Under the Income Tax regulations, exchanging an old residential flat itself is regarded as an event triggering income tax liability.
New Delhi: There have been incidents where builders or developers decide on a reconstruction when old buildings developed by them begin to deteriorate. In such cases, the flat owners of such buildings agree to the redevelopment work as they are entitled to a new, redeveloped flat in the same place. But does receiving a new flat in exchange for old flats mean that the owner will have to pay income tax on it? Here’s what you need to know.
What ITAT Rule?
In a recent ruling, Mumbai ITAT (Income Tax Appellate Tribunal) said that getting a new flat under a redevelopment project in exchange for an existing residential flat is not taxable.
The bench said that exchange is merely the “extinguishment of rights in the old flat” and would not amount to “receipt of immovable property for inadequate consideration.”
What does the Income Tax Rule say?
Under the Income Tax regulations, exchanging an old residential flat itself is regarded as an event triggering income tax liability.
According to S Sriram, Partner at Lakshmikumaran and Sridharan Attorneys, the exchange ordinarily happens in a re-development scheme of an old building, where the owner is provided with a new flat (generally with a larger area and access to other amenities).
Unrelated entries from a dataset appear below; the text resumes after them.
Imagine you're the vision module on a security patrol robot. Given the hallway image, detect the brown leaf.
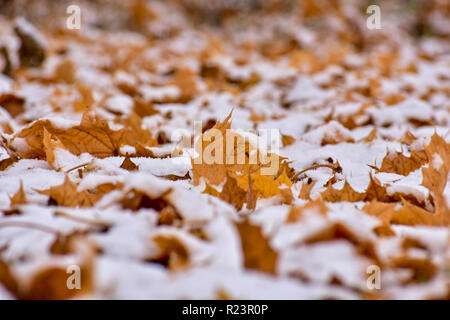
[37,176,118,207]
[120,157,139,171]
[219,177,247,210]
[321,180,366,202]
[10,181,28,207]
[17,111,156,158]
[153,234,189,271]
[298,178,316,200]
[236,221,278,274]
[0,93,25,118]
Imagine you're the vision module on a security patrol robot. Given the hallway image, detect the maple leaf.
[191,113,292,209]
[24,235,97,300]
[0,93,25,118]
[236,221,278,274]
[286,198,328,223]
[37,176,117,207]
[10,181,28,207]
[153,234,190,271]
[298,178,316,200]
[16,110,156,158]
[218,177,247,210]
[120,157,139,171]
[321,180,366,202]
[0,259,19,297]
[378,150,428,176]
[118,188,179,212]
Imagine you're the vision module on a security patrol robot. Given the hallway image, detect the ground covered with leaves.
[0,0,450,299]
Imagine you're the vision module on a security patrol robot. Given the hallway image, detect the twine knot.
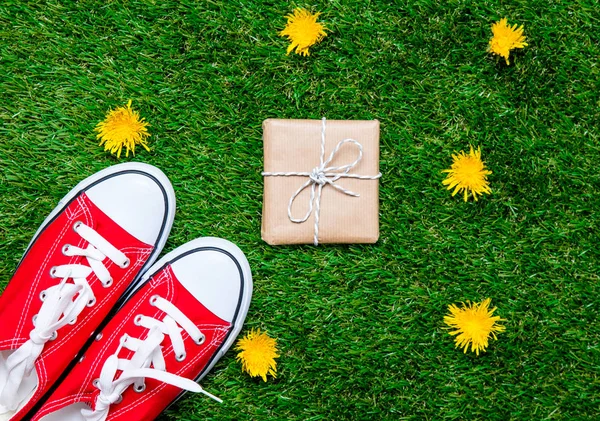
[309,166,328,186]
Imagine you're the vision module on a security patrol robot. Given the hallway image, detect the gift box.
[262,119,381,245]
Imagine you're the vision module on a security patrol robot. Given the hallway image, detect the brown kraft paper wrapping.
[262,119,379,245]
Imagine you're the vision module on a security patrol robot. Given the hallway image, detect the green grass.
[0,0,600,421]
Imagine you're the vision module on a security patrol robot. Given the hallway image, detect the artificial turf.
[0,0,600,421]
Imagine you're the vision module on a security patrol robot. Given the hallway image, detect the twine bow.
[262,117,381,246]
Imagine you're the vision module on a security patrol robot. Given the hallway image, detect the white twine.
[262,117,381,246]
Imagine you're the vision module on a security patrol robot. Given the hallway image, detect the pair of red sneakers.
[0,163,252,421]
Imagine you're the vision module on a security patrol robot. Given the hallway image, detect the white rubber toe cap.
[171,240,246,323]
[86,163,174,245]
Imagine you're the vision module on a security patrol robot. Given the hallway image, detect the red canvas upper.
[33,265,231,421]
[0,193,153,421]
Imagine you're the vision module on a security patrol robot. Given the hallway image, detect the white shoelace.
[0,221,130,412]
[81,295,222,421]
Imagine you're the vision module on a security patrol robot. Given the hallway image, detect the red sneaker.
[33,237,252,421]
[0,163,175,421]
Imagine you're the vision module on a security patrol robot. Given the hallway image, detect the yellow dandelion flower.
[235,329,279,381]
[279,8,327,56]
[442,146,492,202]
[444,298,505,355]
[94,100,150,158]
[488,18,527,64]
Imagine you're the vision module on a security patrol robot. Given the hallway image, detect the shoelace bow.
[81,295,222,421]
[0,222,130,411]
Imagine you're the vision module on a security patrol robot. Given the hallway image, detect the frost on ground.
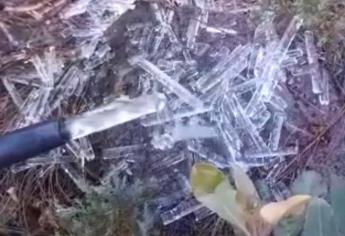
[0,0,345,235]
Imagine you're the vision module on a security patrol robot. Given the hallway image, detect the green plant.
[190,163,310,236]
[59,176,157,236]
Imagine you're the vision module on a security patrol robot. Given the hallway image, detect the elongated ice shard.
[152,123,217,149]
[268,113,285,151]
[201,45,251,93]
[161,198,203,225]
[245,16,303,114]
[102,144,147,160]
[61,163,90,192]
[141,106,213,127]
[129,56,203,108]
[149,154,186,172]
[227,96,268,150]
[66,137,95,166]
[319,68,331,106]
[304,31,322,94]
[193,207,215,222]
[65,94,166,139]
[245,146,298,158]
[2,78,24,109]
[186,14,203,49]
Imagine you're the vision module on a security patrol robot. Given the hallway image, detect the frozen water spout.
[66,94,165,139]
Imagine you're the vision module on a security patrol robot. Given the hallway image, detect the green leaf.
[190,163,226,196]
[302,198,337,236]
[291,171,327,197]
[274,214,304,236]
[232,166,260,207]
[190,163,250,236]
[331,175,345,235]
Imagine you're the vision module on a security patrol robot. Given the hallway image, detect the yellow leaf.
[260,195,310,225]
[190,163,226,196]
[233,165,260,209]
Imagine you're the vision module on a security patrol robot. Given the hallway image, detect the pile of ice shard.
[0,0,135,181]
[114,1,330,224]
[3,0,340,229]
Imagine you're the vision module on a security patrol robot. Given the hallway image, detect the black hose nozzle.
[0,119,70,168]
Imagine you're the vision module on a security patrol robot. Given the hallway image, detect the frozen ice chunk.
[2,78,24,109]
[245,146,298,158]
[319,68,331,106]
[193,207,215,222]
[66,138,95,166]
[66,94,166,139]
[199,45,251,93]
[268,113,285,151]
[304,31,322,94]
[129,56,203,108]
[102,144,147,160]
[161,198,203,225]
[61,0,91,19]
[152,123,217,149]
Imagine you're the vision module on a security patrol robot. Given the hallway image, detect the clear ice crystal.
[129,56,203,108]
[66,94,166,139]
[161,199,203,225]
[304,31,322,94]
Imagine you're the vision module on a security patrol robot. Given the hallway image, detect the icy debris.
[319,68,331,106]
[102,144,147,160]
[66,94,165,139]
[152,123,217,150]
[268,113,286,151]
[304,31,322,94]
[66,138,95,167]
[2,78,24,109]
[161,198,203,225]
[129,56,203,108]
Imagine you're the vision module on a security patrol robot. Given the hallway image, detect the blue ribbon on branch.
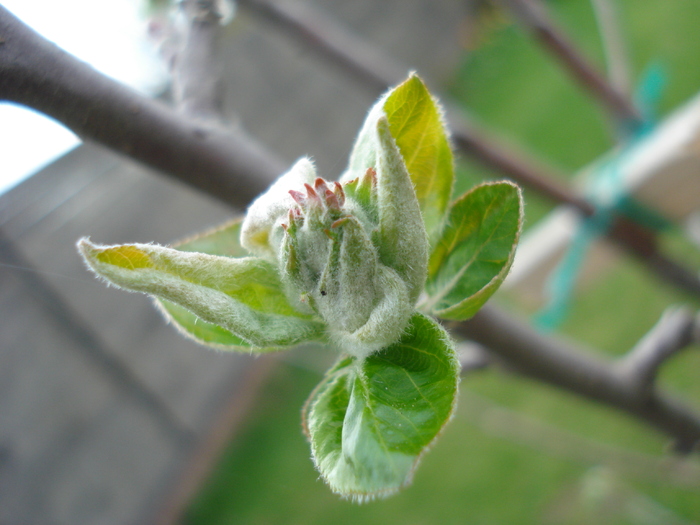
[534,64,672,331]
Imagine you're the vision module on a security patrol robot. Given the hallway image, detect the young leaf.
[303,313,459,501]
[377,117,429,304]
[384,75,454,242]
[173,217,250,257]
[343,75,454,241]
[78,239,323,348]
[421,182,523,321]
[155,218,260,351]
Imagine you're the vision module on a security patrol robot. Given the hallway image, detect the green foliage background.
[186,0,700,525]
“Technically, in such situations, the owner gives up a portion of his right to/ undivided share in the land, on which the old flat existed,” he said.
Things to keep in mind
However, an individual flat owner who seeks to offer his flat for redevelopment by a builder, or himself redevelops it, would ordinarily not be liable to income-tax on the redevelopment, subject to certain exceptions.
“Firstly, the benefit can be claimed only by an individual or a Hindu Undivided Family (HUF). Secondly, the redevelopment project should be of a nature that is contemplated to be completed within a maximum of 3 years. Thirdly, to avail a complete exemption, the notional gains arising on the exchange shall be less than INR Ten Crores. Fourthly, the new flat that is acquired in exchange should not be transferred or sold within a period of 3 years from which it was acquired,” Sriram concluded.